Before fossil fuels, natural processes kept atmospheric carbon dioxide in check. Volcanic eruptions, for example, release CO2, while weathering on the continents removes it from the atmosphere over millions of years. Weathering is the breakdown of minerals within rocks and soils, many of which include silicates. Silicate minerals weather in contact with carbonic acid (rain and atmospheric CO2) in a process that removes carbon dioxide from the atmosphere. Further, the products of these reactions are transported to the oceans in rivers where they ultimately form carbonate rocks like limestone that lock away carbon on the seafloor for millions of years, preventing it from forming carbon dioxide in the atmosphere.
Forests increase weathering rates because trees, and the fungi associated with their roots, break down rocks and minerals in the soil to get nutrients for growth.
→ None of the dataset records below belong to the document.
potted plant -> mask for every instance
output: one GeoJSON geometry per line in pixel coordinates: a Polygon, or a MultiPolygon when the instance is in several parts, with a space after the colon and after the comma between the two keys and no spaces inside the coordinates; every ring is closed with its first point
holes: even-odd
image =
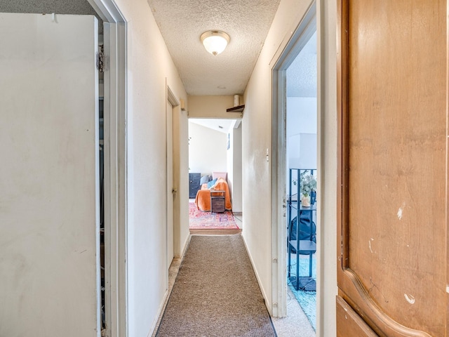
{"type": "Polygon", "coordinates": [[[311,194],[316,190],[316,178],[309,171],[304,171],[300,174],[301,204],[304,207],[310,206],[311,194]]]}

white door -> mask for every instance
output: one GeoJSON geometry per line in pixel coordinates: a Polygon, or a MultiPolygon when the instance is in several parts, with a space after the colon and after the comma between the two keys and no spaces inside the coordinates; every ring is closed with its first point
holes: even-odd
{"type": "Polygon", "coordinates": [[[0,13],[0,336],[100,336],[97,41],[0,13]]]}

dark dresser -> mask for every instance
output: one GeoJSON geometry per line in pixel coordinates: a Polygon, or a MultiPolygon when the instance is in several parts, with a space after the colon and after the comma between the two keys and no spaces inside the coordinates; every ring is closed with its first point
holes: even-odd
{"type": "Polygon", "coordinates": [[[196,192],[200,189],[199,181],[201,180],[201,173],[189,173],[189,198],[194,199],[196,192]]]}

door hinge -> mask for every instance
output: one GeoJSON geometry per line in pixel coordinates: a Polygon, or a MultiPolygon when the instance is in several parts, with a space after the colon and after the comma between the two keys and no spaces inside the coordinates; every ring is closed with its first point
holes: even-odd
{"type": "Polygon", "coordinates": [[[100,72],[105,71],[105,53],[102,46],[100,46],[99,51],[97,53],[97,69],[100,72]]]}

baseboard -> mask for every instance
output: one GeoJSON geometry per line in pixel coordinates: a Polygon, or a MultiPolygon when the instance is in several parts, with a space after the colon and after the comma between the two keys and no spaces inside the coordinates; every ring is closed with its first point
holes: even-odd
{"type": "Polygon", "coordinates": [[[251,265],[253,266],[253,270],[254,270],[254,274],[255,275],[255,279],[257,280],[257,284],[259,284],[259,288],[260,288],[260,292],[262,293],[262,297],[264,298],[264,300],[265,302],[265,306],[267,307],[267,310],[268,310],[268,313],[270,316],[273,317],[273,311],[272,310],[272,301],[267,296],[267,293],[265,293],[265,290],[264,287],[262,286],[262,282],[260,282],[260,277],[259,277],[259,274],[257,273],[257,270],[254,267],[254,261],[253,260],[253,258],[249,253],[248,249],[248,246],[246,246],[246,242],[245,241],[245,237],[242,235],[242,239],[243,240],[243,244],[245,245],[245,249],[246,249],[246,253],[250,258],[250,262],[251,263],[251,265]]]}
{"type": "Polygon", "coordinates": [[[163,312],[166,310],[166,306],[167,305],[167,303],[168,302],[168,295],[170,295],[168,289],[166,291],[166,293],[163,296],[163,300],[162,303],[159,305],[159,308],[158,309],[158,315],[156,318],[156,320],[153,322],[152,324],[152,328],[149,330],[150,332],[148,333],[147,337],[154,336],[156,336],[156,333],[157,332],[157,329],[159,327],[159,324],[161,323],[161,319],[162,319],[162,315],[163,315],[163,312]]]}

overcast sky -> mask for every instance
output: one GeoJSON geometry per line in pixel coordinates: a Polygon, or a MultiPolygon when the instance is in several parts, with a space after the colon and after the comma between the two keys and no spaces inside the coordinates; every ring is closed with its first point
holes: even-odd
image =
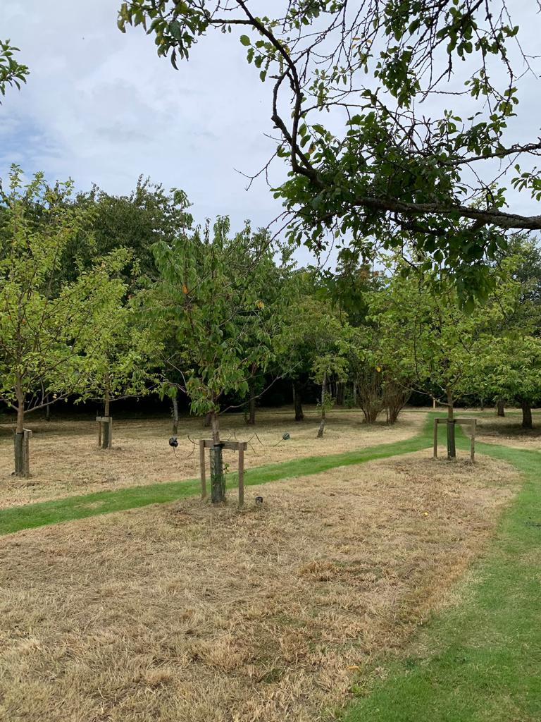
{"type": "MultiPolygon", "coordinates": [[[[140,174],[184,189],[198,220],[229,214],[265,225],[281,211],[263,179],[249,192],[236,170],[253,173],[272,153],[268,84],[247,64],[245,48],[213,32],[175,71],[141,29],[116,27],[120,0],[1,0],[0,39],[21,49],[30,75],[0,106],[0,174],[12,162],[50,180],[71,177],[128,193],[140,174]]],[[[537,49],[534,0],[509,3],[537,49]],[[535,22],[534,22],[535,21],[535,22]]],[[[510,141],[540,134],[541,84],[522,81],[510,141]]],[[[459,110],[460,109],[459,108],[459,110]]],[[[272,179],[283,175],[276,166],[272,179]]],[[[527,197],[513,210],[538,213],[527,197]]]]}

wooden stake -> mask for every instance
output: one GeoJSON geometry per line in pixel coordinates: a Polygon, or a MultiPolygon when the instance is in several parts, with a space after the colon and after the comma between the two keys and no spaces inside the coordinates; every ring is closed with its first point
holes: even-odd
{"type": "Polygon", "coordinates": [[[239,446],[239,508],[245,503],[245,449],[241,444],[239,446]]]}
{"type": "Polygon", "coordinates": [[[199,470],[201,475],[201,499],[206,496],[206,472],[205,471],[205,440],[199,441],[199,470]]]}
{"type": "Polygon", "coordinates": [[[32,432],[30,429],[24,430],[25,438],[23,440],[22,455],[25,463],[25,476],[30,475],[30,437],[32,432]]]}

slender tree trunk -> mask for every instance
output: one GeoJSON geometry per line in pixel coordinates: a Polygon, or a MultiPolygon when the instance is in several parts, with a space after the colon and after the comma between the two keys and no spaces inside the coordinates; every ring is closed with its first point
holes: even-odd
{"type": "MultiPolygon", "coordinates": [[[[252,370],[252,373],[255,373],[255,370],[252,370]]],[[[248,419],[247,421],[247,424],[252,426],[255,423],[255,379],[250,378],[249,382],[250,386],[250,401],[248,401],[248,419]]]]}
{"type": "Polygon", "coordinates": [[[522,428],[533,428],[532,423],[532,406],[528,401],[522,401],[521,406],[522,407],[522,428]]]}
{"type": "Polygon", "coordinates": [[[457,458],[457,445],[454,438],[456,421],[453,409],[453,391],[447,387],[447,458],[457,458]]]}
{"type": "Polygon", "coordinates": [[[293,404],[295,407],[295,421],[302,421],[304,414],[302,411],[301,385],[298,381],[294,381],[293,383],[293,404]]]}
{"type": "Polygon", "coordinates": [[[226,500],[224,458],[220,443],[220,422],[216,412],[211,412],[212,442],[211,448],[211,498],[213,504],[221,504],[226,500]]]}
{"type": "Polygon", "coordinates": [[[323,431],[325,427],[325,386],[327,386],[327,374],[323,374],[323,380],[321,382],[321,422],[317,431],[317,438],[323,438],[323,431]]]}
{"type": "Polygon", "coordinates": [[[178,401],[177,397],[172,399],[173,405],[173,436],[176,436],[178,433],[178,401]]]}
{"type": "MultiPolygon", "coordinates": [[[[110,413],[110,405],[111,399],[109,393],[109,385],[106,383],[105,385],[105,393],[103,398],[103,415],[105,417],[108,417],[110,413]]],[[[110,421],[104,421],[103,426],[103,438],[102,439],[102,448],[108,449],[110,448],[109,443],[109,425],[110,421]]]]}
{"type": "MultiPolygon", "coordinates": [[[[19,394],[17,393],[17,397],[19,394]]],[[[26,464],[25,463],[25,399],[24,396],[17,398],[17,427],[15,429],[14,456],[15,476],[26,476],[26,464]]]]}

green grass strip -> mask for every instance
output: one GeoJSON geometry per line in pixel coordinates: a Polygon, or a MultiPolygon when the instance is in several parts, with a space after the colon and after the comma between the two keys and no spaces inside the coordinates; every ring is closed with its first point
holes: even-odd
{"type": "MultiPolygon", "coordinates": [[[[461,438],[459,445],[467,445],[461,438]]],[[[484,443],[477,449],[513,464],[522,490],[488,557],[464,583],[463,601],[419,632],[416,648],[430,652],[390,661],[385,680],[344,722],[541,720],[541,453],[484,443]]]]}
{"type": "MultiPolygon", "coordinates": [[[[431,443],[433,417],[433,414],[428,414],[421,433],[403,441],[370,446],[344,453],[309,456],[256,466],[245,471],[245,484],[265,484],[282,479],[320,474],[338,466],[364,464],[374,459],[417,451],[431,443]]],[[[236,484],[236,474],[228,476],[228,484],[236,484]]],[[[135,509],[149,504],[172,502],[198,494],[199,488],[198,480],[190,479],[181,482],[129,487],[118,491],[96,492],[82,496],[65,497],[53,501],[9,507],[0,510],[0,535],[62,521],[84,519],[98,514],[135,509]]]]}

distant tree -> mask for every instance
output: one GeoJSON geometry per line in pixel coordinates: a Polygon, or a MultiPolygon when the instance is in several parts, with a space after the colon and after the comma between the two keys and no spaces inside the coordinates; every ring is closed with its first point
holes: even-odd
{"type": "Polygon", "coordinates": [[[220,448],[220,404],[226,393],[249,393],[255,369],[264,371],[276,352],[273,338],[280,308],[260,297],[261,278],[273,249],[265,231],[250,226],[230,237],[221,217],[155,245],[158,281],[144,295],[148,321],[174,357],[164,361],[180,380],[167,377],[164,390],[190,399],[191,410],[208,414],[212,429],[213,501],[224,500],[220,448]],[[174,393],[174,392],[172,392],[174,393]]]}
{"type": "Polygon", "coordinates": [[[125,254],[110,254],[58,287],[66,245],[92,217],[70,205],[71,183],[51,188],[38,173],[23,186],[21,178],[12,168],[9,191],[0,191],[0,399],[17,412],[17,476],[25,475],[26,414],[65,399],[87,378],[110,305],[124,292],[114,277],[126,263],[125,254]]]}
{"type": "Polygon", "coordinates": [[[378,323],[412,386],[447,406],[447,456],[454,458],[455,404],[475,388],[487,344],[512,315],[518,286],[502,271],[494,281],[498,295],[466,310],[444,273],[408,275],[403,270],[399,260],[383,291],[378,323]]]}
The Sheffield team found that when the CO2 concentration was low – at about 200 parts per million (ppm) – trees and fungi were far less effective at breaking down silicate minerals, which could have reduced the rate of CO2 removal from the atmosphere.
“We recreated past environmental conditions by growing trees at low, present-day and high levels of CO2 in controlled-environment growth chambers,” says Quirk. “We used high-resolution digital imaging techniques to map the surfaces of mineral grains and assess how they were broken down and weathered by the fungi associated with the roots of the trees.”
As reported in Biogeosciences, the researchers found that low atmospheric CO2 acts as a ‘carbon starvation’ brake. When the concentration of carbon dioxide falls from 1500 ppm to 200 ppm, weathering rates drop by a third, diminishing the capacity of forests to remove CO2 from the atmosphere.